Load balancing is the act of distributing network traffic across a group of servers; a load balancer is a server that performs this action. Load balancing serves as a solution to hardware and software performance. Here you will learn about the problems load balancing solves and how load balancing has evolved.
There are three important problem domains that load balancers were made to address: performance, availability, and economy.
As early computing and internet pioneers found, there are physical bounds to how much work a computer can do in a given amount of time. Luckily, these physical bounds increase at a seemingly exponential rate. However, the public’s demand for quick complicated software is constantly pushing the bounds of machines, because we’re piling hundreds to millions of users onto them. This is the performance problem.
Machine failure happens. You should avoid single points of failure whenever possible. This means that machines should have replicas. When you have replicas of servers, a machine failure is not a complete failure of your application. During a machine failure event, your customer should notice as little as possible. This is the availability problem: to avoid outages due to hardware failure, we need to run multiple machines, and be able to reroute traffic away from offline systems as fast as possible.
Now you could buy the latest and greatest machine every year to keep up with the growing demand of your user base, and you could buy a second one to protect yourself from assured failure, but this gets expensive. There are some cases where scaling vertically is the right choice, but for the vast majority of web application workloads it’s not an economical procurement choice. The more relative power a machine has for the time in which it’s released, the more of a premium will be charged for its capacity.

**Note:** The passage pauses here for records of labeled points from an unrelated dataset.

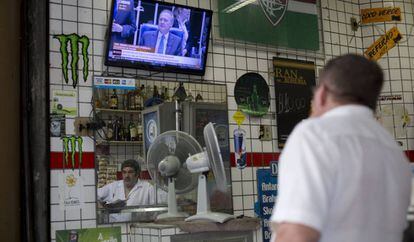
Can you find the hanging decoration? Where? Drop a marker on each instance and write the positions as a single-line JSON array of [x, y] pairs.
[[385, 43], [252, 94], [375, 15], [69, 44]]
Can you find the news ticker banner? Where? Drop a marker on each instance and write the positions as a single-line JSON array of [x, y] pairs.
[[113, 83], [375, 15], [274, 23], [294, 81], [112, 234], [385, 43], [267, 193]]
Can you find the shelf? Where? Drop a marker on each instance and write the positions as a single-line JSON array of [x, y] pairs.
[[112, 142], [116, 110]]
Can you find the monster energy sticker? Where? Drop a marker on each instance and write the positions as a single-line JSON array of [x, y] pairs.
[[69, 44], [71, 145], [110, 234], [252, 94], [57, 125], [274, 9], [70, 190], [64, 102]]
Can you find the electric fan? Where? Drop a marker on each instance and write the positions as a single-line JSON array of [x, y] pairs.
[[165, 160], [202, 162]]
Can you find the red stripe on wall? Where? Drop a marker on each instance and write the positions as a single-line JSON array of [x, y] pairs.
[[307, 1], [263, 159], [256, 159], [56, 160], [144, 175]]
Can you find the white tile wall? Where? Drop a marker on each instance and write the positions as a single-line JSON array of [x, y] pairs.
[[224, 65]]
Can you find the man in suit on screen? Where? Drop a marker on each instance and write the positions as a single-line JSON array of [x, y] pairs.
[[162, 40]]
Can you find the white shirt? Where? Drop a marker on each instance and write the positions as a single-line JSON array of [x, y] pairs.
[[143, 193], [344, 175], [159, 40]]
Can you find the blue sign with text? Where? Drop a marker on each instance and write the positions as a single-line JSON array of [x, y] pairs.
[[267, 192]]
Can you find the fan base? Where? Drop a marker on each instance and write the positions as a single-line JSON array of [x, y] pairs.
[[211, 216], [172, 215]]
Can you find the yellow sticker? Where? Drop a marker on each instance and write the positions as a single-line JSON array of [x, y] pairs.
[[374, 15], [383, 44], [239, 117]]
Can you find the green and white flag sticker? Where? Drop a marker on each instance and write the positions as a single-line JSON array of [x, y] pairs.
[[239, 117]]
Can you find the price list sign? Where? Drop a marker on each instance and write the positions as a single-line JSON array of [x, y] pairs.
[[294, 81], [267, 192]]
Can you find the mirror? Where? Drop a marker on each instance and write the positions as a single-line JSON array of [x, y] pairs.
[[128, 118]]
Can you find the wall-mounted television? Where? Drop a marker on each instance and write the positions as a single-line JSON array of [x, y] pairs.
[[158, 36]]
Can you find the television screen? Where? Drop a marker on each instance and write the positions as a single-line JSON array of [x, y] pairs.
[[160, 36]]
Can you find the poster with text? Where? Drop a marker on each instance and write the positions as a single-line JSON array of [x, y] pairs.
[[64, 102], [267, 193], [71, 190], [112, 234], [294, 81]]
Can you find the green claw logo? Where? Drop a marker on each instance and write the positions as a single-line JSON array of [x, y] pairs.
[[70, 145], [74, 40]]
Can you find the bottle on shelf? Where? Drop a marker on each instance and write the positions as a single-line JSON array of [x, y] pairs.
[[189, 97], [138, 99], [125, 104], [166, 95], [199, 98], [148, 93], [123, 134], [143, 95], [133, 132], [140, 132], [131, 100], [113, 100], [109, 129], [155, 93], [117, 129]]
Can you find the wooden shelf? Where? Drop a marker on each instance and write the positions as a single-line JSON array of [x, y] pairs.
[[112, 142], [116, 110]]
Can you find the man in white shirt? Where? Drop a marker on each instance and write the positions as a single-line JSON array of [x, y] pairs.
[[162, 41], [130, 191], [342, 176]]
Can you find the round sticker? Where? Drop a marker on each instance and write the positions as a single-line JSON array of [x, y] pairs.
[[252, 94]]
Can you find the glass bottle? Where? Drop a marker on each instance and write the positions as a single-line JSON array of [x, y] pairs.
[[113, 100], [131, 100], [199, 98], [189, 97], [166, 95], [155, 93], [109, 129], [143, 95], [139, 132], [132, 130], [117, 129]]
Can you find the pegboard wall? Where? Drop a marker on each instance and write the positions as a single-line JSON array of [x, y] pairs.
[[225, 63]]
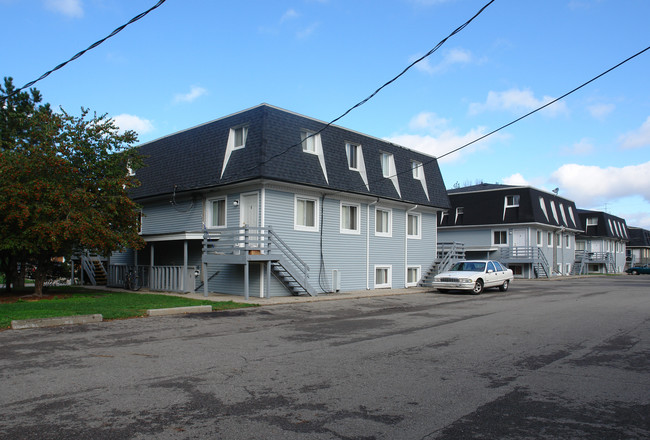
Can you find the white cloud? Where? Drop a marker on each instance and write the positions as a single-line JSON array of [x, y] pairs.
[[194, 93], [135, 123], [450, 58], [288, 15], [434, 136], [516, 179], [71, 8], [517, 101], [591, 185], [306, 32], [600, 111], [636, 138]]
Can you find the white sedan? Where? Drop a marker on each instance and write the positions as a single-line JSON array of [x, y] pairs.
[[474, 275]]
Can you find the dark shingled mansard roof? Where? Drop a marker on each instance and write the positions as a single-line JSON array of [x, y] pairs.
[[607, 225], [192, 159], [484, 204]]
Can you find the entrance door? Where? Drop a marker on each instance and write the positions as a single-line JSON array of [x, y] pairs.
[[249, 210], [519, 242], [249, 216]]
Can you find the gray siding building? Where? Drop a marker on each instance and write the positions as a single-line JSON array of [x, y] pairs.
[[267, 202]]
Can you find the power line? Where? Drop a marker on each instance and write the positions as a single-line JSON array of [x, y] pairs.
[[480, 138], [372, 95], [92, 46]]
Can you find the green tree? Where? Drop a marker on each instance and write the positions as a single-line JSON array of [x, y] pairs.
[[63, 184]]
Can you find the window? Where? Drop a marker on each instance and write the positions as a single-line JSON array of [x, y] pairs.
[[443, 214], [308, 140], [352, 150], [239, 134], [216, 215], [459, 214], [500, 237], [383, 277], [412, 276], [139, 221], [385, 164], [512, 201], [417, 169], [383, 222], [413, 229], [306, 214], [349, 219]]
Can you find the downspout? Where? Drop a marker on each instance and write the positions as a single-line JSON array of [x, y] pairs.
[[406, 245], [368, 244]]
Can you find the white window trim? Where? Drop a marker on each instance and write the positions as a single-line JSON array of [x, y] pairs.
[[500, 244], [208, 212], [311, 135], [419, 275], [389, 277], [299, 227], [244, 129], [418, 235], [417, 169], [390, 222], [356, 231], [459, 211], [140, 221], [357, 147]]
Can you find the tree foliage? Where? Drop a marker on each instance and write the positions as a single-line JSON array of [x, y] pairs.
[[64, 183]]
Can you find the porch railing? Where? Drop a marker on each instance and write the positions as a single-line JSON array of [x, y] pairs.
[[156, 278], [257, 241]]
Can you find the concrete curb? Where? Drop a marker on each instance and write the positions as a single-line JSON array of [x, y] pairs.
[[20, 324], [179, 310]]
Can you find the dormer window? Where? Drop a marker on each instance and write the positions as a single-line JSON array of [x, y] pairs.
[[417, 169], [352, 151], [460, 211], [239, 136], [308, 139], [385, 164], [512, 201]]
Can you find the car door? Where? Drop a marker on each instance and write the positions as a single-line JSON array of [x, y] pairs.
[[491, 275]]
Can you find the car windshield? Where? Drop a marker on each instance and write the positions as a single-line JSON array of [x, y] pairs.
[[469, 266]]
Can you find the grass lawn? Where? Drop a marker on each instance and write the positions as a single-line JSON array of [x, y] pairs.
[[74, 300]]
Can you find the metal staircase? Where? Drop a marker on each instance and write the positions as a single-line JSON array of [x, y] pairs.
[[245, 245], [94, 269], [446, 255]]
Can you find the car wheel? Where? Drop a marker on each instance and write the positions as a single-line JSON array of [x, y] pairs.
[[478, 287]]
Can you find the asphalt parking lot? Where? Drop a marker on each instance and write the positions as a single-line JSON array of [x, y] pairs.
[[549, 359]]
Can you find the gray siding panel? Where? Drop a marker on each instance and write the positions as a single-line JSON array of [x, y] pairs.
[[165, 218]]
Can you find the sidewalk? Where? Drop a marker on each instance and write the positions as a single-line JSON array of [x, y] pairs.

These adversities spawned the need for distributing workloads over multiple machines. All of your users want what your services provide to be fast and reliable, and you want to provide them quality service with the highest return on investment. Load balancers help solve the performance, economy, and availability problems. Let’s look at how.
When faced with mounting demand from users, and maxing out the performance of the machine hosting your service, you have two options: scale up or scale out. Scaling up (i.e., vertical scaling) has physical computational limits. Scaling out (i.e., horizontal scaling) allows you to distribute the computational load across as many systems as necessary to handle the workload. When scaling out, a load balancer can help distribute the workload among an array of servers, while also allowing capacity to be added or removed as necessary.
You’ve probably heard the saying “Don’t put all your eggs in one basket.” This applies to your application stack as well. Any application in production should have a disaster strategy for as many failure types as you can think of. The best way to ensure that a failure isn’t a disaster is to have redundancy and an automatic recovery mechanism. Load balancing enables this type of strategy. Multiple machines are live at all times; if one fails it’s just a fraction of your capacity.
In regards to cost, load balancing also offers economic solutions. Deploying a large server can be more expensive than using a pool of smaller ones. It’s also cheaper and easier to add a small node to a pool than to upgrade and replace a large one. Most importantly, the protection against disasters strengthens your brand’s reliability image, which is priceless.
The ability to disperse load between multiple machines solves important performance issues, which is why load balancers continue to evolve.
Load balancers have come a long way since their inception. One way to load balance is through the Domain Name System (DNS), which would be considered client side. Another would be to load balance on the server side, where traffic passes through a load balancing device that distributes load over a pool of servers. Both ways are valid, but DNS and client side load balancing is limited, and should be used with caution because DNS records are cached according to their time-to-live (TTL) attribute, and that will lead your client to non-operating nodes and produce a delay after changes. Server-side load balancing is powerful, it can provide fine-grain control, and enable immediate change to the interaction between client and application. This book will mainly cover server-side load balancing.
Server-side load balancers have evolved from simply routing packets, to being fully application aware. These are the two types of load balancers known as network load balancers and application load balancers. Both named with respect to the layer of the OSI model to which they operate.
The application load balancers are where there are interesting advancements. Because the load balancer is able to understand the packet at the application level, it has more context to the way it balances and routes traffic. Load balancers have also advanced in the variety of features that they provide. Being in line with the presentation of the application, an application load balancer is a great place to add another layer of security, or cache requests to lower response times.
Even as load balancers have evolved, earlier “network layer” load balancers remain relevant even as newer “application layer” load balancers have also become useful. Network load balancers are great for simply and quickly distributing load. Application load balancers are important for routing specifics, such as session persistence and presentation. Later in this book, you will learn how all of these types of load balancing techniques work together to serve your goal of a highly performant, secure, and reliable application.